Peu importe : bientôt la Pécheresse sera une Sainte, elle aussi. À noter
que nous sommes désormais dans un train, dans l’attente du signal du chef de gare
– un détail déjà suggéré auparavant par le « tunnel », et plus loin
par le terme « wagon ». Alors, chenille ou train ? L’explication
est difficile, peut-être faut-il y voir une erreur du traducteur. L’araméen,
c’est quand même un peu du chinois.
Vous
êtes prêts pour le Grand Flash, l’Illumination divine ? Vous êtes prêts à
en prendre plein les mirettes, de la Jérusalem céleste ? Accrochez-vous,
c’est parti :
Regarde l’éléphant bleu
Qui dans’ sur
l’arc-en-ciel
Sous les bravos des
hirondelles
Ah !
Ça c’est de l’hallucination mystique ! Bernadette Soubirous peut aller se
rhabiller ! On n’a pas vu la Vierge, mais il s’en est fallu de peu !

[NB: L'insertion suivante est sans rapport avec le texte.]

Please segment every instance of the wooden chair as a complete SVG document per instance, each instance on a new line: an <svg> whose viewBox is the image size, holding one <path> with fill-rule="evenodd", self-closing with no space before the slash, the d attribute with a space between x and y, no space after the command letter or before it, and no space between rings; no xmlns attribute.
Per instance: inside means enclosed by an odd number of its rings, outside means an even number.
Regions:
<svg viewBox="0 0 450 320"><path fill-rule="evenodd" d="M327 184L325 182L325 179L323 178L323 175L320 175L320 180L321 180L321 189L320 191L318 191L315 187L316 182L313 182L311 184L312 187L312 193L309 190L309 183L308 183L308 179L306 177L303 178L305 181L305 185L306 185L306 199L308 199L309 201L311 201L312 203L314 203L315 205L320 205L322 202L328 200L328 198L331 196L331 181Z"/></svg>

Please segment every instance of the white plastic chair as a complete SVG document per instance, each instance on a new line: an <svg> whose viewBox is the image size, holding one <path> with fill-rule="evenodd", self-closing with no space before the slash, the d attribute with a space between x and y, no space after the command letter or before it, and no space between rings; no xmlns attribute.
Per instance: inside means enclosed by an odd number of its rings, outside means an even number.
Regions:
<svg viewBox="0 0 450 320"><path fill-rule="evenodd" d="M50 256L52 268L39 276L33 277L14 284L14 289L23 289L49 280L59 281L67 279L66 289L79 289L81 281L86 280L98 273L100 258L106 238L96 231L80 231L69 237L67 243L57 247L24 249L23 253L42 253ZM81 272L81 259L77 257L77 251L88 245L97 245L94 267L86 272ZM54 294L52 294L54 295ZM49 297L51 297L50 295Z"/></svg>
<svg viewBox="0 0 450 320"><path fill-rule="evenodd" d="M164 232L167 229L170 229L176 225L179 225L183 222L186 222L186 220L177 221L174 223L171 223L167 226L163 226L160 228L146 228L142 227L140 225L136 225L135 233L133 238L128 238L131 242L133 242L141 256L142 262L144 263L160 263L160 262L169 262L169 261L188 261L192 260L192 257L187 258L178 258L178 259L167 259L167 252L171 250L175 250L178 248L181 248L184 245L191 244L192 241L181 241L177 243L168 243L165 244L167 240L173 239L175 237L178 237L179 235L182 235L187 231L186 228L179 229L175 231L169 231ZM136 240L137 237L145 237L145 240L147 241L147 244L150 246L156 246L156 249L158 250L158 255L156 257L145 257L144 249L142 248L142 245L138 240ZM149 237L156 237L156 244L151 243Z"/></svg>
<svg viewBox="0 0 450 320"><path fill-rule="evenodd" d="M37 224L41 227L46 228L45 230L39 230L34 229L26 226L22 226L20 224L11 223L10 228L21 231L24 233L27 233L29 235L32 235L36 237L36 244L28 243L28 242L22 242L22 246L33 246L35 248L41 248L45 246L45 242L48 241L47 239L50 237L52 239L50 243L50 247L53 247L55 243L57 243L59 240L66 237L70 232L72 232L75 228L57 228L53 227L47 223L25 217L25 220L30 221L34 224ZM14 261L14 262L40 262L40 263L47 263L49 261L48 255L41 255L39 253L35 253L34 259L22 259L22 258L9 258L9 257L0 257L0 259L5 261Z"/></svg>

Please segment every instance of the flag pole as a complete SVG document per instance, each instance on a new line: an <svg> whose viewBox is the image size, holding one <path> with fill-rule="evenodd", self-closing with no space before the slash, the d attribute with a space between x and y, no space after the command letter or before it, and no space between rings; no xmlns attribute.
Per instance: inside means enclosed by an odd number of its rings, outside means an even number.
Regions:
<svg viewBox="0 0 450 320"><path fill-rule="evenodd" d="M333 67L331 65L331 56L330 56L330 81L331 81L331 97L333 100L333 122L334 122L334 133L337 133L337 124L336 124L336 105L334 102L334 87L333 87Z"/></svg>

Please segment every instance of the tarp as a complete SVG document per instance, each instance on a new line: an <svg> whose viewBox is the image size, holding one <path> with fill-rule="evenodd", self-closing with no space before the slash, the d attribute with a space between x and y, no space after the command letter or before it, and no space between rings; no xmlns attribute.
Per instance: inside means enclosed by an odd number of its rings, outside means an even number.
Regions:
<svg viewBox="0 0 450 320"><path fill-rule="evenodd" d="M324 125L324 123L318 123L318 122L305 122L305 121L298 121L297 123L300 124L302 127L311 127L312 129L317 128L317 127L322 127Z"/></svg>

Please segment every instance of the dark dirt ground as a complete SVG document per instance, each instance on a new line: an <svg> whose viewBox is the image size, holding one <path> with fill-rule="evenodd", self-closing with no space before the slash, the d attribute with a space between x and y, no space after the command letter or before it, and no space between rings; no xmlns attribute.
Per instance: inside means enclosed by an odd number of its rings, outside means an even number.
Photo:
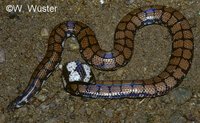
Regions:
<svg viewBox="0 0 200 123"><path fill-rule="evenodd" d="M8 0L7 0L8 1ZM7 5L57 6L54 13L8 13ZM103 49L113 46L117 23L131 10L146 5L166 5L181 11L194 33L194 59L182 82L169 94L146 99L84 99L63 89L58 69L34 101L15 112L6 106L26 87L34 68L45 54L47 39L55 25L66 20L88 24ZM40 0L0 1L0 123L199 123L200 122L200 1L199 0ZM81 59L72 39L65 43L62 64ZM94 70L98 79L141 79L161 72L171 52L166 28L148 26L137 32L134 57L114 72Z"/></svg>

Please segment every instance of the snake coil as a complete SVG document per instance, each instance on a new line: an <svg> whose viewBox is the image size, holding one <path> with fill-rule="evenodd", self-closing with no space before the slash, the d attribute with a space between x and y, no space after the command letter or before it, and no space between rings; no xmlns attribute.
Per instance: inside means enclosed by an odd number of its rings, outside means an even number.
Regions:
<svg viewBox="0 0 200 123"><path fill-rule="evenodd" d="M64 41L76 37L82 58L87 64L101 70L116 70L131 59L136 31L147 25L162 25L172 37L172 52L163 72L144 80L96 80L90 68L78 61L64 67L66 90L90 98L144 98L161 96L180 84L188 73L193 57L193 34L187 19L177 10L165 6L138 8L118 23L114 34L114 48L100 48L95 33L82 22L66 21L51 32L48 49L43 60L33 72L27 88L12 101L8 108L15 109L26 104L41 90L61 61Z"/></svg>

À croire qu’elle était indisposée…
Viens là le troubadour
Je vais lire dans ta
main
Tes joies, tes
chagrins, tes amours
Je
vois bien les mécréants parmi vous, qui hausseront les épaules et ne verront là
dedans qu’une bête chanson de carnaval. Oui, l’éléphant bleu, l’arc-en-ciel, ça
doit être un char, le troubadour, la diseuse de bonne aventure, le Pierrot, ce
sont des déguisements… Bien sûr, que c’est le carnaval ! Mais qu’est-ce
que le carnaval, sinon la fin du Carême, ce moment où, après avoir fait maigre
durant quarante jours, on peut enfin
se desserrer la ceinture et s’en, pardonnez-moi l’expression, foutre jusque là ?
Dernier
couplet :
Eh ! Vous les amoureux
Remuez-vous un peu
C’est pas l’moment de
roucouler
À la prochaine station
Restez dans le wagon
Et n’essayez pas d’en
profiter !
« La
prochaine station »… Le Calvaire du Christ a duré quatorze stations. Ce
voyage est moins long : c’est une ligne directe vers le Ciel, terminus
Paradis, pension complète, tous frais payés. Non, les amoureux, le
« moment de roucouler » n’est pas encore venu : il ne faut pas
descendre avant l’arrêt complet du véhicule. Mais l’heure de la Délivrance
approche, et là, vous ne serez pas les seuls à en profiter. Alléluia !
Voilà
à quel voyage nous invite notre frère Stanislas sitôt qu’après avoir pratiqué
l’Eucharistie (et même plutôt deux fois qu’une qu’il en boira du sang du Christ,
on va quand même pas rester sur une patte), sitôt qu’après avoir bien picolé,
donc, il entonne ce cantique. Il a cette force là, Stanislas : celle de
nous permettre de communier religieusement, les pieds en canard et les
mains sur la taille, lombric humain rempli de doutes, d’inhibitions et
d’incertitudes. Il nous rassure, il nous pousse vers le haut, il fait de nous
des papillons, dans la Paix du Christ.
Amen.
Discours prononcé à l'occasion des 40 ans 1/2 de Stanislas Ferron, 11 juillet 2015.